Notebook for Dev purpose

In [39]:
#Manage Imports

#llamaindex stuff
from llama_index.llms.ollama import Ollama
from llama_index.embeddings.huggingface import HuggingFaceEmbedding
from llama_index.core.tools import QueryEngineTool, ToolMetadata
from llama_index.core.agent import ReActAgent
from llama_index.core.schema import IndexNode
from llama_index.core import (
    Settings,
    Document,
    SimpleDirectoryReader,
    VectorStoreIndex,
    SummaryIndex,
)
from llama_index.llms.groq import Groq
#Document Readers
import ebooklib
from bs4 import BeautifulSoup
from ebooklib import epub

#Initalize LLM and Embedding Model

#Using Groq Temporarily due to low computer ram.
import os
from dotenv import load_dotenv
load_dotenv()
llm = Groq(model="llama3-groq-70b-8192-tool-use-preview", api_key=(os.getenv("GROQ_API_KEY")))
#llm = Ollama(model="llama3.2:latest", temperature=0)
embed_model = HuggingFaceEmbedding(model_name="BAAI/bge-small-en-v1.5")

#Settings the models to be used
Settings.llm = llm
Settings.embed_model = embed_model
#Settings for the chunk size and overlap for efficient embedding at VectorStoreIndex
Settings.chunk_size = 512
Settings.chunk_overlap = 30


debug = True

Load pretrained SentenceTransformer: BAAI/bge-small-en-v1.5
2 prompts are loaded, with the keys: ['query', 'text']


In [46]:
#Document Processing
file_name = input(" Enter the (enter) file name inside the document directory: ")
document = 'documents/' + file_name

#Ebooks(Text)

if file_name.lower().endswith('.epub'):
    if debug:
        print("Loading Ebook through Epub Reader.")
    book = epub.read_epub(document)
    #Initialize list to store all the text
    all_text = []
    if debug and book.get_metadata('DC', 'title'):
        print(f"Loaded Ebook of Title : {book.get_metadata('DC', 'title')[0][0]}\n\n")
    else: 
        print("Loading Unssuccessful\n\n")

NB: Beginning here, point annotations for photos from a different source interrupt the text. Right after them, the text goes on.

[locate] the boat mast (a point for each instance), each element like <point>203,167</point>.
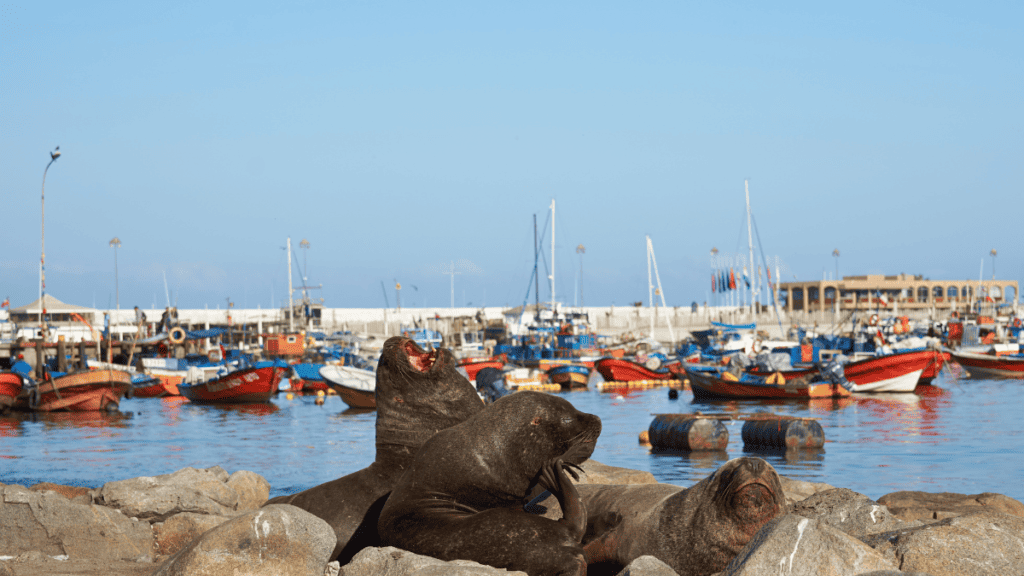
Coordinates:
<point>291,309</point>
<point>750,242</point>
<point>552,256</point>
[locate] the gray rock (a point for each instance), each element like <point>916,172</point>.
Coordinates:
<point>177,531</point>
<point>797,490</point>
<point>647,566</point>
<point>852,512</point>
<point>395,562</point>
<point>275,540</point>
<point>49,524</point>
<point>800,546</point>
<point>157,498</point>
<point>983,542</point>
<point>596,472</point>
<point>929,506</point>
<point>252,489</point>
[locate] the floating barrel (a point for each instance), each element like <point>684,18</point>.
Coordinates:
<point>784,434</point>
<point>683,432</point>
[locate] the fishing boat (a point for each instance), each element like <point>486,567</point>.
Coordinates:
<point>569,375</point>
<point>622,370</point>
<point>356,386</point>
<point>241,386</point>
<point>77,392</point>
<point>10,386</point>
<point>710,382</point>
<point>989,365</point>
<point>891,373</point>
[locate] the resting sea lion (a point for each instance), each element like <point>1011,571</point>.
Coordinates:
<point>418,395</point>
<point>462,498</point>
<point>696,531</point>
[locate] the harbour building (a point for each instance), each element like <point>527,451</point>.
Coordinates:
<point>902,290</point>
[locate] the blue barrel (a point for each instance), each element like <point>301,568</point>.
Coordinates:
<point>686,433</point>
<point>784,434</point>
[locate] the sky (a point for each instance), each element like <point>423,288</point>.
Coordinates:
<point>404,140</point>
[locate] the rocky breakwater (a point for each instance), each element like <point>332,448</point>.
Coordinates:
<point>206,522</point>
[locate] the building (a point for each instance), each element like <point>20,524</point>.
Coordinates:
<point>906,291</point>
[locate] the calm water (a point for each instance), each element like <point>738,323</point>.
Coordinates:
<point>958,436</point>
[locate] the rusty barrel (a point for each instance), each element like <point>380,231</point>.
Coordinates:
<point>685,433</point>
<point>784,434</point>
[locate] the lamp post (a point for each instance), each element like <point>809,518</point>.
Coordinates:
<point>116,243</point>
<point>42,257</point>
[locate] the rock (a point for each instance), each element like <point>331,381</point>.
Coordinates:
<point>157,498</point>
<point>69,492</point>
<point>395,562</point>
<point>647,566</point>
<point>275,540</point>
<point>596,472</point>
<point>983,542</point>
<point>852,512</point>
<point>931,506</point>
<point>797,490</point>
<point>800,546</point>
<point>49,524</point>
<point>175,532</point>
<point>252,489</point>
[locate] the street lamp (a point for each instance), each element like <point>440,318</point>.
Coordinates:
<point>42,257</point>
<point>581,249</point>
<point>116,243</point>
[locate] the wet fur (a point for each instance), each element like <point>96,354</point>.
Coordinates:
<point>418,395</point>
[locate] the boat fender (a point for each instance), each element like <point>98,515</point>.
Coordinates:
<point>177,335</point>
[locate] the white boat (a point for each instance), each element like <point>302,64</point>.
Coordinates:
<point>355,385</point>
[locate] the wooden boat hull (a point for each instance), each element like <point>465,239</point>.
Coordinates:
<point>989,366</point>
<point>356,387</point>
<point>241,386</point>
<point>710,385</point>
<point>78,392</point>
<point>620,370</point>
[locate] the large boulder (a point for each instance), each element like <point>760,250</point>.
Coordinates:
<point>47,523</point>
<point>928,506</point>
<point>187,490</point>
<point>800,546</point>
<point>395,562</point>
<point>852,512</point>
<point>275,540</point>
<point>983,542</point>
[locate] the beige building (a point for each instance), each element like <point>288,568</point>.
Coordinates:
<point>908,291</point>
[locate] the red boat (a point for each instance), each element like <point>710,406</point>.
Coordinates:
<point>241,386</point>
<point>991,366</point>
<point>77,392</point>
<point>10,386</point>
<point>718,383</point>
<point>620,370</point>
<point>474,365</point>
<point>895,372</point>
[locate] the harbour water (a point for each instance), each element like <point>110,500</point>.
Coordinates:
<point>956,436</point>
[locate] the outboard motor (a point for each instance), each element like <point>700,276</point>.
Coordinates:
<point>491,384</point>
<point>833,372</point>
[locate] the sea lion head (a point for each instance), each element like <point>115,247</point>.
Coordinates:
<point>725,510</point>
<point>418,394</point>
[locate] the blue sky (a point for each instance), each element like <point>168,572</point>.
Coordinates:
<point>398,137</point>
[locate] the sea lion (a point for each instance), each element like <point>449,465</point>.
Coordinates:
<point>463,496</point>
<point>418,395</point>
<point>696,531</point>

    for item in book.get_items_of_type(ebooklib.ITEM_DOCUMENT):
        #Parse it with soup
        soup = BeautifulSoup(item.get_content(), 'html.parser')
        text = soup.get_text()

        all_text.append(text)
    
    #Creating Document Object so it can be embedded
    full_text = [Document(text=t) for t in all_text]
    if debug and full_text:
        print("Converted Document Object\n\n")
    else: 
        print("Convertion Unssuccessful\n\n")

#More efficient document parsing modules can be added in the future

#General Document Loading
else:
    if debug:
        print('Loading Document Object through SimpleDirectoryReader.')
    full_text = SimpleDirectoryReader(input_files=[document]).load_data()
    if debug and full_text[0].metadata:
        print(f"Loaded Document of Title : {full_text[0].metadata['file_name']}\n\n")
    else: 
        print("Loading Unssuccessful\n\n")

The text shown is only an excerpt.